The Philippines Securities and Exchange Commission announced on Monday that it is blocking local access to Binance, the world's largest cryptocurrency exchange by trading volume, as the crypto firm was operating without a license in the country.
The ban in Philippines is the latest in the series of roadblocks for Binance, which was facing legal woes in the U.S. and a ban on doing business in China.
The decision from Philippines SEC comes just two weeks after the regulator formally requested assistance from the national telecommunications agency to aid in "blocking the website and other web pages utilized by Binance."
"The SEC has identified the aforementioned platform and concluded that the public's continued access to these websites/apps poses a threat to the security of the funds of investing Filipinos," SEC Chairperson Emilio Aquino said in a letter to the telecommunications agency.
The move to block the Binance follows a warning in November 2023.
In November last year, the regulator had warned users in Philippines that it might soon block access to Binance for lack of a license.
The regulator also condemned Binance for engaging in social media promotions to attract Filipino investors and traders to its platforms, with downloadable app versions available on Google Playstore and the Apple App Store.
In its November notice, the regulator had warned fines of 5 million Philippine Pesos ($90,000) or up to 21 years in jail for those who act as salesmen, brokers, dealers or agents, representatives, promoters, recruiters, influencers, endorsers, and enablers of Binance.
It had also ordered Google and Meta to block ads of Binance in the country.
At that time, Binance had told local media that it acknowledges and respects the SEC's statement and was taking steps to align with Philippine laws.
"At Binance, we are committed to aligning with applicable local regulations. Under our new leadership, we have taken proactive steps to address the SEC's concerns," according to a report on ABS-CBN News.
Binance has been facing regulatory scrutiny in several countries. It recently reached a settlement with U.S. authorities, consenting to pay fines amounting to $4.3 billion, in response to charges including failure to uphold an adequate anti-money laundering program, operation of an unlicensed money-transmitting business, and violation of sanctions law.

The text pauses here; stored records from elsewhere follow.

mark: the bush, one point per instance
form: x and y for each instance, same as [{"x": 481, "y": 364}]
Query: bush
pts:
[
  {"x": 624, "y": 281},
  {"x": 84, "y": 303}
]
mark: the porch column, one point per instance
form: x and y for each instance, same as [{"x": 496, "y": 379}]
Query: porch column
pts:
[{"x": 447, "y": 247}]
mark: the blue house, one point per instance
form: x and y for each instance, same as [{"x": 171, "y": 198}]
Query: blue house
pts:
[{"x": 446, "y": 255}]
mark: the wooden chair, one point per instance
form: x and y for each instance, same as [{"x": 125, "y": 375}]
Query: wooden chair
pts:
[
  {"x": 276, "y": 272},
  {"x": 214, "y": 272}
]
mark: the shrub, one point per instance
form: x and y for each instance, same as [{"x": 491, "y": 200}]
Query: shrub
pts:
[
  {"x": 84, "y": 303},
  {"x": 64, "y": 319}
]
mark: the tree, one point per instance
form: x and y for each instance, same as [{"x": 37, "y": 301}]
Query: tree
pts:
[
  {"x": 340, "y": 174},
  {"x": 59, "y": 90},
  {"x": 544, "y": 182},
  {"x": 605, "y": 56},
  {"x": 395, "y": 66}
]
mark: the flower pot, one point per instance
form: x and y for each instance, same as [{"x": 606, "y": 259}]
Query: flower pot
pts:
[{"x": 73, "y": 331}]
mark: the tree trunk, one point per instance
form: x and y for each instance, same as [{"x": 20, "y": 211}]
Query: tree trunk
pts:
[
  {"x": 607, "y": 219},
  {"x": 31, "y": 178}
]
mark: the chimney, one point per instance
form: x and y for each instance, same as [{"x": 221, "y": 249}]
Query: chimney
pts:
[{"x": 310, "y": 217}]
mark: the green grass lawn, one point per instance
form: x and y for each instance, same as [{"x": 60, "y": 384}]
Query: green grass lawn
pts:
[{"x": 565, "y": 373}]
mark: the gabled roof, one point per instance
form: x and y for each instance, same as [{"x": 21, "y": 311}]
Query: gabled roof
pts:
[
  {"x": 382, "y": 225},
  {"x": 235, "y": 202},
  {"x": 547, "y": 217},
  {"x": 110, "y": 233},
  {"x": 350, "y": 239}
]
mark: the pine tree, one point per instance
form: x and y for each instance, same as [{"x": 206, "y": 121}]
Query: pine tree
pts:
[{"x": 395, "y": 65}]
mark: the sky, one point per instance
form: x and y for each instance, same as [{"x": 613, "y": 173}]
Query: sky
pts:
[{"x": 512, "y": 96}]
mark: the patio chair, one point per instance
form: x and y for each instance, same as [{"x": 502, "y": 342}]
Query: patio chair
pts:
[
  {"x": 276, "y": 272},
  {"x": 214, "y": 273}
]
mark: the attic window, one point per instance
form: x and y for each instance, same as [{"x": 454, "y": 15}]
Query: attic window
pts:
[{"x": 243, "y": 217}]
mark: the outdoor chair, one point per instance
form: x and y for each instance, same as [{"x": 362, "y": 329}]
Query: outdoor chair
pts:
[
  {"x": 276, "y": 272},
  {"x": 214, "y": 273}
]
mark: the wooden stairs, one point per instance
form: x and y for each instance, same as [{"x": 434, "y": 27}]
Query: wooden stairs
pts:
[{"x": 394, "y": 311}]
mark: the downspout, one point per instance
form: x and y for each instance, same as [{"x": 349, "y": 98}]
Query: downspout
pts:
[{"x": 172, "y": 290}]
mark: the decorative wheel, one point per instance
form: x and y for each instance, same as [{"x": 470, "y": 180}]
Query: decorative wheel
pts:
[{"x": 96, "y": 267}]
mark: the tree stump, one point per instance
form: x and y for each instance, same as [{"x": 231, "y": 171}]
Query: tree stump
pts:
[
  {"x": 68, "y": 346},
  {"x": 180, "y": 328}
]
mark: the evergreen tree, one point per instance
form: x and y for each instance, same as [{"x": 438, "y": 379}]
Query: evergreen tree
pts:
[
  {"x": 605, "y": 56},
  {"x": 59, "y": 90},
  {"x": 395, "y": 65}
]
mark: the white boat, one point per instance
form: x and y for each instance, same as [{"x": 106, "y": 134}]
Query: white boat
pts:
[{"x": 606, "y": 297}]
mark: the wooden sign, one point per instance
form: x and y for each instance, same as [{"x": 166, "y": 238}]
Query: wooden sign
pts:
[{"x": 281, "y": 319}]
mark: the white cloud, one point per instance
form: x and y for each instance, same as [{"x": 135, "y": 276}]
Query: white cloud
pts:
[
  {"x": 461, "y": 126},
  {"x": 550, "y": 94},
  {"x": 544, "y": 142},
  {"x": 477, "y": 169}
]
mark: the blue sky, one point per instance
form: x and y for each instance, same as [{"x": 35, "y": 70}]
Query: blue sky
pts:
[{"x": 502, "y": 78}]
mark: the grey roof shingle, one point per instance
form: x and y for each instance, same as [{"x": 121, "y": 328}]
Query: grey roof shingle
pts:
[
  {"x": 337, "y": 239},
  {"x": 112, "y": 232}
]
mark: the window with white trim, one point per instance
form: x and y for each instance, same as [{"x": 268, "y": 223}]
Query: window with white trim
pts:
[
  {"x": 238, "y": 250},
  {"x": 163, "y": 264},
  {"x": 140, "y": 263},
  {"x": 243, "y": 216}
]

This month, Binance announced it was halting Nigerian Naira services amid a crypto crackdown in the country that has put the exchange at the center of the Nigerian government's interest over alleged $26 billion untraceable funds facilitated by the exchange.
Meanwhile, the crypto giant's founder and former CEO Changpeng Zhao is due for sentencing in April after he pled guilty to money laundering following the U.S. SEC's lawsuit against Binance.